Councilwomen Debbie Campbell and Terry Cohen were featured in Part 2 of WMDT’s news coverage of the city’s budget problems aired Thursday, March 13, at 6 and 11 p.m. To read the written version, click on this link: Salisbury City Budget Problems?
On behalf of the Tilghman administration, City Administrator John Pick maintained the following in the WMDT interview:
"We've got the ability to move money from one account to another with the approval of the mayor," Pick said.
Campbell and Cohen pointed out that the administration is not consistently doing what Pick said. Based on Cohen’s review of documents and a meeting with administrative staff, checks are being cut to vendors without the proper advance authorization to “move money” between accounts that Pick references. In at least one case, money was never moved between accounts within a department. Money was simply paid out from one account to cover the expenses of another.
Whether appropriations occur at a “line-item” level or a program “level” is still debatable. However, when money is not properly transferred and tracked between accounts, the likelihood increases that necessary items may have funding pulled.
“You wind up with an unrealistic picture of what financial resources you have to work with at any given point in time,” Cohen said. “That kind of poor financial management can result in priorities not being achieved, necessary maintenance not being done, and the purpose of appropriations not being served.”
Campbell referred back to the cautions issued by the audit communications released approximately six weeks ago.
“The audit said our internal financial controls are weak. We had an unusually large number of adjustments. Over $10 million was not properly accounted for. Our financial information is untimely, inaccurate and unreliable.

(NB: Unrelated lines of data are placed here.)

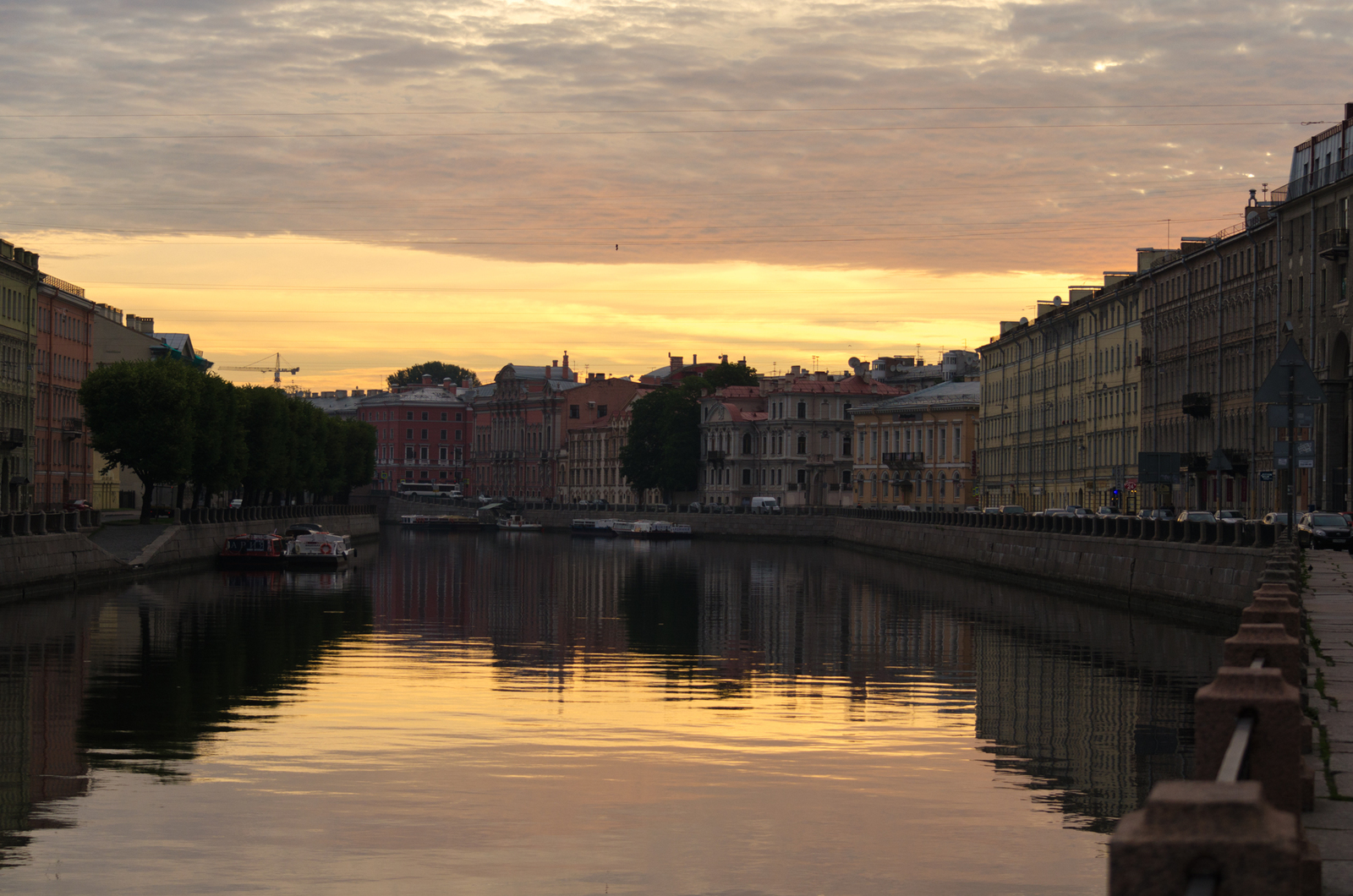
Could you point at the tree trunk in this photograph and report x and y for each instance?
(145, 500)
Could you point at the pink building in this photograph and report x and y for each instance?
(423, 434)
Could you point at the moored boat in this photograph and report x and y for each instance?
(254, 551)
(593, 527)
(516, 522)
(437, 522)
(321, 549)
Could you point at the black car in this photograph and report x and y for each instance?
(1323, 531)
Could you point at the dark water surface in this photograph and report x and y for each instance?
(531, 715)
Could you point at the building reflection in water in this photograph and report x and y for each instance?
(1087, 706)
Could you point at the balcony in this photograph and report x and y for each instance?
(1333, 245)
(1197, 405)
(903, 459)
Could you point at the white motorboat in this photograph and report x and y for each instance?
(516, 522)
(321, 549)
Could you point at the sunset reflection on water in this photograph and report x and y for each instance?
(552, 715)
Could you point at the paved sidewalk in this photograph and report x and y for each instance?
(1329, 607)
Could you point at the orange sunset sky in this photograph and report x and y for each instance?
(364, 186)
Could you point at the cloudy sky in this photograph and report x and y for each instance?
(362, 186)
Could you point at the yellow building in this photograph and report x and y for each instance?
(918, 450)
(1061, 402)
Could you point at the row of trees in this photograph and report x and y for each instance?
(662, 448)
(173, 423)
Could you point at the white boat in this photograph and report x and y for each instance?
(321, 549)
(514, 522)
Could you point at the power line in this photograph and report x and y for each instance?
(667, 112)
(633, 133)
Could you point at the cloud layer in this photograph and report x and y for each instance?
(949, 137)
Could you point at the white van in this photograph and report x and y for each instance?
(764, 505)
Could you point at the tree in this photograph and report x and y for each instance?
(437, 369)
(662, 448)
(141, 416)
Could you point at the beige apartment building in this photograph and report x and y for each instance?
(918, 450)
(1061, 402)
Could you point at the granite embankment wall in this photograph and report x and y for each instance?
(38, 565)
(1180, 580)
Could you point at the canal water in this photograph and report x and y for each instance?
(534, 713)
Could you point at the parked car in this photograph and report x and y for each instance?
(1323, 531)
(764, 505)
(1195, 516)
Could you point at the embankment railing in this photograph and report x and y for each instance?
(1237, 828)
(56, 522)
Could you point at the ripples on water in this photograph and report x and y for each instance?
(551, 715)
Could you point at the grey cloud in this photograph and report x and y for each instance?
(942, 199)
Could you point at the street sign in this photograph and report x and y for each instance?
(1279, 420)
(1291, 378)
(1301, 450)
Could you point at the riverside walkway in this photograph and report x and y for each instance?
(1329, 608)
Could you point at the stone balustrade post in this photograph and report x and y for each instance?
(1275, 754)
(1274, 609)
(1197, 828)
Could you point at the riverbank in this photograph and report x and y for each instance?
(37, 565)
(1186, 581)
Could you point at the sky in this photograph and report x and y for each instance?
(362, 186)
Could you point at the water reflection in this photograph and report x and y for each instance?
(1082, 706)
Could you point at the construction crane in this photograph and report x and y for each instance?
(277, 369)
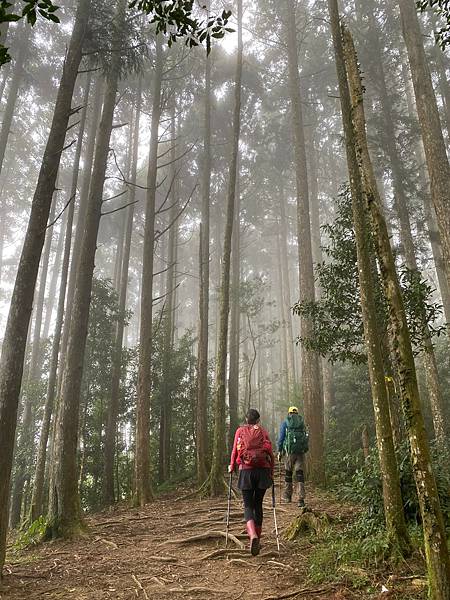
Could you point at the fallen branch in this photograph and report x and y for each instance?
(139, 584)
(275, 563)
(194, 589)
(241, 561)
(163, 558)
(208, 535)
(299, 592)
(108, 543)
(233, 552)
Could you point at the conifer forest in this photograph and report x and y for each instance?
(224, 299)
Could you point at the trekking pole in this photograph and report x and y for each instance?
(275, 517)
(228, 508)
(279, 478)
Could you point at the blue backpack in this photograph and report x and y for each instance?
(296, 438)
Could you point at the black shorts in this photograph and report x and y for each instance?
(254, 479)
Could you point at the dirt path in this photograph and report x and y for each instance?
(130, 554)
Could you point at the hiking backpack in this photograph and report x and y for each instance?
(296, 439)
(253, 448)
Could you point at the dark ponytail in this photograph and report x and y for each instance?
(252, 416)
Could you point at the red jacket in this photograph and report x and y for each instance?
(235, 457)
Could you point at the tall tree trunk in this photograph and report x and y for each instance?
(166, 401)
(406, 238)
(88, 158)
(202, 385)
(285, 370)
(235, 319)
(216, 475)
(65, 511)
(143, 493)
(392, 500)
(13, 349)
(436, 549)
(433, 141)
(54, 280)
(37, 499)
(287, 298)
(313, 400)
(13, 92)
(25, 445)
(111, 423)
(430, 215)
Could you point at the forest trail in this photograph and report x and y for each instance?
(129, 554)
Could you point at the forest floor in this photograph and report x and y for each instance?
(145, 553)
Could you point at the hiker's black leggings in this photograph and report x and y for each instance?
(253, 505)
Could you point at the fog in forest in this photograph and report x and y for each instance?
(212, 207)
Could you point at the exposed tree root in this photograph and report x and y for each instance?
(224, 552)
(194, 589)
(163, 558)
(107, 542)
(139, 584)
(208, 535)
(241, 561)
(307, 522)
(299, 592)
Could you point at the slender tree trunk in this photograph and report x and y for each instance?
(285, 370)
(65, 511)
(111, 423)
(433, 141)
(25, 445)
(35, 364)
(13, 92)
(406, 238)
(392, 500)
(436, 549)
(13, 349)
(143, 493)
(166, 404)
(234, 345)
(430, 215)
(54, 281)
(313, 401)
(219, 443)
(88, 158)
(202, 385)
(37, 500)
(287, 298)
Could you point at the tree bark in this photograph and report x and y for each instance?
(143, 493)
(65, 510)
(24, 444)
(166, 406)
(202, 385)
(313, 401)
(235, 320)
(49, 304)
(219, 442)
(37, 499)
(13, 92)
(392, 500)
(81, 218)
(433, 141)
(13, 349)
(111, 423)
(436, 550)
(406, 238)
(287, 298)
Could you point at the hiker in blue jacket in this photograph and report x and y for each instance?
(293, 445)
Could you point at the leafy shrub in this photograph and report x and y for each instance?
(365, 488)
(32, 535)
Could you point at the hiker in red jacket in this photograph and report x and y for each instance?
(252, 451)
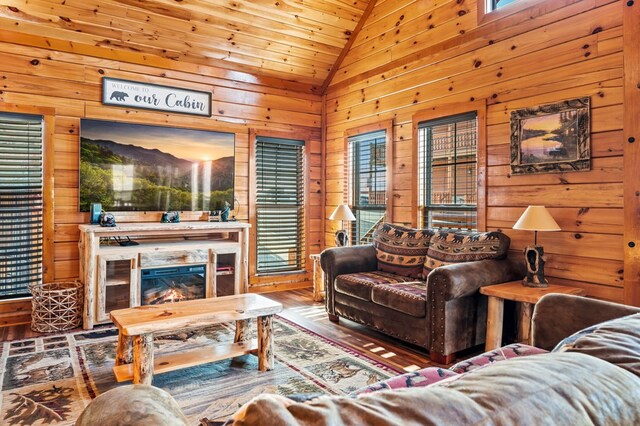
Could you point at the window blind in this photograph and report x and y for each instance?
(21, 207)
(447, 158)
(367, 183)
(279, 205)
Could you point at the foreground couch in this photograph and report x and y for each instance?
(420, 286)
(593, 379)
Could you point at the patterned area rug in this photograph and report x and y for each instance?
(49, 380)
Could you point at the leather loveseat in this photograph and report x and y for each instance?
(420, 286)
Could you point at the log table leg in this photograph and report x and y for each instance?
(143, 359)
(494, 323)
(242, 331)
(265, 343)
(525, 311)
(124, 353)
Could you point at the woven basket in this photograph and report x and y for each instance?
(56, 306)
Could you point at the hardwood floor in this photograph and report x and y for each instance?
(300, 308)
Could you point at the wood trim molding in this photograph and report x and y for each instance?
(387, 126)
(631, 140)
(301, 134)
(510, 9)
(48, 115)
(347, 46)
(480, 106)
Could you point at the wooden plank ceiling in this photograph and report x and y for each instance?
(292, 40)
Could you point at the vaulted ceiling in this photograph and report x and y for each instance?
(297, 40)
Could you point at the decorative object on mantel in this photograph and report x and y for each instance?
(535, 218)
(107, 219)
(56, 307)
(134, 94)
(342, 213)
(170, 217)
(551, 138)
(94, 215)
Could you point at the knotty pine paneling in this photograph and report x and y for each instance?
(415, 54)
(71, 83)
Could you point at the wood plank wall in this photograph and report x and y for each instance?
(415, 54)
(71, 84)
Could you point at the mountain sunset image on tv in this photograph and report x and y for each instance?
(134, 167)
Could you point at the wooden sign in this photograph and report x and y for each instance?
(134, 94)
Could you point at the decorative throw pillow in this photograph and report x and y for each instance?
(447, 247)
(401, 250)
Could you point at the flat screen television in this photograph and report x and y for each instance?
(134, 167)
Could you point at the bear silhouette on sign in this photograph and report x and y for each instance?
(120, 96)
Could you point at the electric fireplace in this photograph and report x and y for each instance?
(176, 284)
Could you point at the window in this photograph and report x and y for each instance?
(21, 205)
(447, 159)
(279, 205)
(367, 183)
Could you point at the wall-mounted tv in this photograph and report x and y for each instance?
(134, 167)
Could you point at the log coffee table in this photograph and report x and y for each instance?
(136, 326)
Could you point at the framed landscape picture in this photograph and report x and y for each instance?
(551, 138)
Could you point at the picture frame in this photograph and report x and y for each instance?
(551, 138)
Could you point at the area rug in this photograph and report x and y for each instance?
(49, 380)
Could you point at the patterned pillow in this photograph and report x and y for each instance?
(401, 250)
(447, 247)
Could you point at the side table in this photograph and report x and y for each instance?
(318, 278)
(527, 298)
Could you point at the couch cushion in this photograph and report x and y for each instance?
(401, 250)
(448, 247)
(616, 341)
(360, 284)
(424, 377)
(506, 352)
(409, 298)
(551, 389)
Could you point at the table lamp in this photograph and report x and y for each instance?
(535, 218)
(342, 213)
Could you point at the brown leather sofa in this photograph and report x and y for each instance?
(445, 315)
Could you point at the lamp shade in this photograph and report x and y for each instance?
(342, 212)
(536, 218)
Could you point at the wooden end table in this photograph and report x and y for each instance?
(136, 327)
(527, 296)
(318, 278)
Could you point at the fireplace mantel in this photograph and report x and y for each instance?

The audit said there was more than a remote chance that errors or fraud could go undetected,” Campbell explained.
On the issue of the report Campbell and Cohen are seeking to have “dumped” directly from the financial system so that the council can be assured of seeing the numbers in their raw form, Council President Louise Smith reversed her former position of support of Campbell and Cohen’s request at this time after discussions with the administration.